True revolutions are rare in any case. What most states get most of the time is more akin to a managed coup, wherein certain elements of the old political system coexist uneasily with insurgent upstarts, working out a balance of power that, with any luck, is an improvement on the previous regime, but not a complete reversal of it. That's not the kind of environment conducive to prosecuting ex-leaders who, while out of power, remain influential if only because so many of the people complicit in their earlier rule remain in place.
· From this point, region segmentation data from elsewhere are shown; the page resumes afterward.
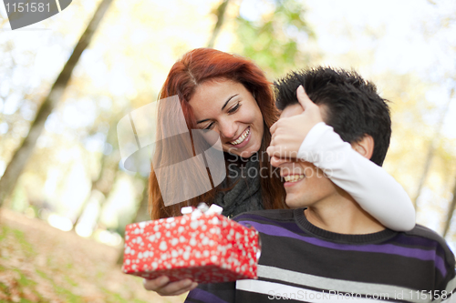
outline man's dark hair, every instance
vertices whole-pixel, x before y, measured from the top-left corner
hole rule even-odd
[[[329,67],[294,71],[275,83],[278,109],[298,103],[296,89],[301,85],[315,104],[324,106],[325,122],[342,140],[354,143],[370,135],[374,139],[370,160],[383,164],[391,137],[391,118],[388,100],[378,96],[375,85],[355,71]]]

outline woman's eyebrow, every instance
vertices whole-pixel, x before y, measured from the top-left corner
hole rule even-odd
[[[236,94],[236,95],[233,95],[232,96],[230,96],[228,98],[228,100],[226,100],[225,104],[223,105],[223,106],[222,106],[222,110],[223,110],[225,107],[226,107],[226,105],[228,104],[228,102],[230,102],[231,99],[233,99],[234,96],[238,96],[239,94]]]
[[[233,99],[234,96],[238,96],[239,94],[236,94],[236,95],[233,95],[232,96],[230,96],[228,98],[228,100],[226,100],[226,102],[223,104],[223,106],[222,106],[222,110],[223,110],[225,107],[226,107],[226,105],[228,104],[228,102],[231,101],[231,99]],[[201,121],[198,121],[196,122],[196,124],[200,124],[200,123],[202,123],[202,122],[206,122],[206,121],[209,121],[210,119],[204,119],[204,120],[201,120]]]

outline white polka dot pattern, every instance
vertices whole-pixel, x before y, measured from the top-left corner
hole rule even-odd
[[[221,215],[185,215],[130,224],[122,270],[198,283],[256,278],[258,232]]]

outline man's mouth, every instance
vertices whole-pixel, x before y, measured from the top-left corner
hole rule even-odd
[[[238,146],[238,145],[240,145],[249,136],[249,133],[250,133],[250,126],[248,126],[247,128],[245,128],[245,130],[244,131],[244,133],[242,133],[241,136],[239,136],[239,137],[236,140],[231,141],[230,144],[233,145],[233,146]]]
[[[306,177],[306,175],[304,175],[304,174],[302,174],[302,175],[288,175],[288,176],[284,176],[284,180],[285,180],[285,182],[297,182],[297,181],[304,179],[305,177]]]

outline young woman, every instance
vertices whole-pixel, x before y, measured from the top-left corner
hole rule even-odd
[[[246,58],[214,49],[194,49],[171,67],[159,99],[176,95],[188,129],[209,129],[219,134],[228,167],[227,177],[207,193],[165,207],[157,174],[152,167],[149,184],[152,219],[180,216],[181,207],[196,206],[202,201],[222,206],[225,216],[285,207],[283,182],[278,174],[274,173],[266,154],[271,142],[270,127],[277,120],[278,112],[271,83],[264,72]],[[161,146],[154,155],[154,163],[171,161],[176,146],[170,145]],[[356,151],[351,150],[341,155],[340,158],[350,158],[354,153]],[[337,179],[337,184],[352,194],[363,208],[368,211],[375,209],[371,216],[392,229],[413,227],[415,213],[409,198],[402,187],[384,170],[370,161],[356,162],[354,167],[344,167],[337,161],[333,163],[337,169],[330,177]],[[331,165],[325,166],[325,168],[331,169]],[[249,170],[256,170],[257,174],[242,173]],[[351,174],[354,171],[365,171],[366,177],[353,179],[351,175],[359,176]],[[377,186],[381,185],[375,192],[366,185],[372,184],[372,178]],[[179,187],[179,179],[174,181],[175,187]],[[353,192],[354,188],[356,192]],[[378,201],[381,207],[371,207],[371,204]],[[162,296],[179,295],[196,287],[189,279],[168,281],[166,277],[161,277],[145,280],[144,285],[147,289]]]

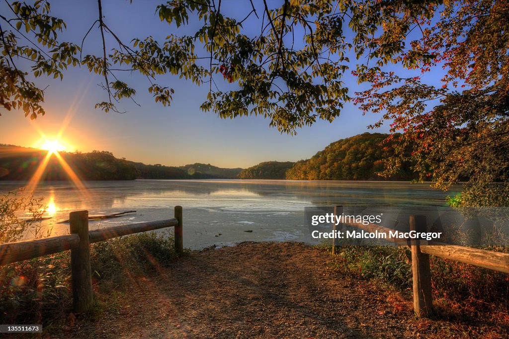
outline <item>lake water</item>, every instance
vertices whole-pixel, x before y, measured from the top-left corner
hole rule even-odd
[[[0,193],[23,186],[0,182]],[[91,229],[173,217],[173,207],[183,209],[184,245],[192,249],[229,246],[246,241],[309,242],[304,227],[305,207],[445,206],[444,192],[429,184],[403,182],[286,180],[134,180],[39,183],[35,192],[48,206],[43,222],[54,235],[68,233],[68,224],[55,222],[72,211],[89,215],[127,210],[122,217],[91,221]],[[248,231],[248,232],[246,232]]]

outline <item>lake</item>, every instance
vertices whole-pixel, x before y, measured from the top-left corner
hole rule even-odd
[[[23,186],[0,182],[0,193]],[[230,246],[246,241],[312,241],[304,227],[305,207],[445,206],[448,192],[429,183],[404,182],[287,180],[134,180],[83,182],[80,191],[70,183],[39,183],[36,196],[48,208],[43,226],[54,235],[68,233],[72,211],[90,215],[127,210],[122,217],[91,221],[91,229],[173,217],[173,207],[183,209],[184,245],[192,249]],[[28,238],[30,235],[27,235]]]

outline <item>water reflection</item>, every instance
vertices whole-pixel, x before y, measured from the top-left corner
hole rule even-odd
[[[52,195],[48,201],[48,207],[46,209],[46,213],[48,216],[54,217],[56,214],[56,205],[55,205],[55,199]]]
[[[91,229],[173,217],[184,208],[184,245],[199,248],[243,241],[303,241],[307,239],[304,209],[317,206],[443,206],[454,192],[428,184],[408,182],[316,182],[278,180],[135,180],[83,183],[83,199],[72,183],[41,183],[34,196],[48,205],[45,224],[53,235],[69,232],[70,212],[91,215],[136,210],[122,217],[91,221]],[[25,183],[0,182],[0,194]],[[460,186],[455,189],[461,190]]]

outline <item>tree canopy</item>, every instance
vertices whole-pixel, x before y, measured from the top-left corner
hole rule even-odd
[[[171,0],[157,7],[159,19],[197,29],[123,41],[108,25],[119,14],[103,13],[98,0],[90,30],[100,32],[99,55],[60,40],[65,23],[51,16],[50,2],[14,2],[0,15],[4,108],[44,114],[44,90],[34,79],[61,78],[69,65],[103,78],[108,99],[96,107],[106,111],[134,100],[122,70],[146,76],[164,105],[175,91],[159,76],[174,74],[208,87],[203,109],[262,116],[287,133],[331,121],[352,101],[380,115],[372,127],[389,123],[402,133],[386,174],[411,161],[421,179],[442,189],[470,178],[465,204],[507,204],[509,187],[494,184],[509,176],[506,1],[246,0],[245,13],[233,17],[221,0]],[[30,66],[19,68],[21,59]],[[353,93],[350,74],[361,85]],[[495,200],[475,200],[492,192]]]

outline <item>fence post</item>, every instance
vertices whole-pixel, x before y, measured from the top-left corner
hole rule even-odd
[[[410,231],[426,232],[426,217],[411,215]],[[420,251],[418,240],[412,240],[412,275],[413,278],[414,311],[418,317],[427,317],[433,313],[431,298],[431,274],[430,256]]]
[[[89,212],[71,212],[69,219],[71,234],[79,236],[79,243],[71,249],[73,308],[76,313],[84,312],[90,309],[94,300],[90,269]]]
[[[182,235],[182,207],[175,206],[175,219],[179,221],[179,224],[175,226],[175,251],[179,256],[184,253],[184,240]]]
[[[336,206],[334,207],[334,215],[337,215],[337,213],[340,213],[342,211],[343,208],[342,206]],[[332,232],[334,234],[334,237],[332,238],[332,254],[335,254],[336,253],[336,229],[337,227],[336,227],[336,220],[334,219],[333,220],[333,225],[332,225]]]

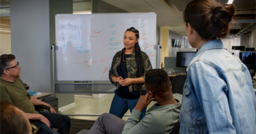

I recently picked up John Nichols' The Genius of Impeachment, a short treatise arguing for less reticence in impeaching sitting executives. I don't find his argument especially convincing - removing a sitting president might be satisfying and just, but it won't affect a meaningful transfer of power - but I am left wondering whether the Obama Administration would have been quite as willing to institutionalize so many Bush-era executive abuses if there was a genuine legal/political downside of doing so. Of course, any impeachment proceedings against Bush would have damaged the electoral and political fortunes of his Republican supporters in Congress, and the converse is now true for Congressional Democrats. Part of this simply reflects the fact that a checks-and-balances system is a poor means of placing liberal constraints on state behavior. Much of it, though, reflects the broader complicity of American political leaders in actions that violate the U.S. Constitution and the principles of governance it sets out.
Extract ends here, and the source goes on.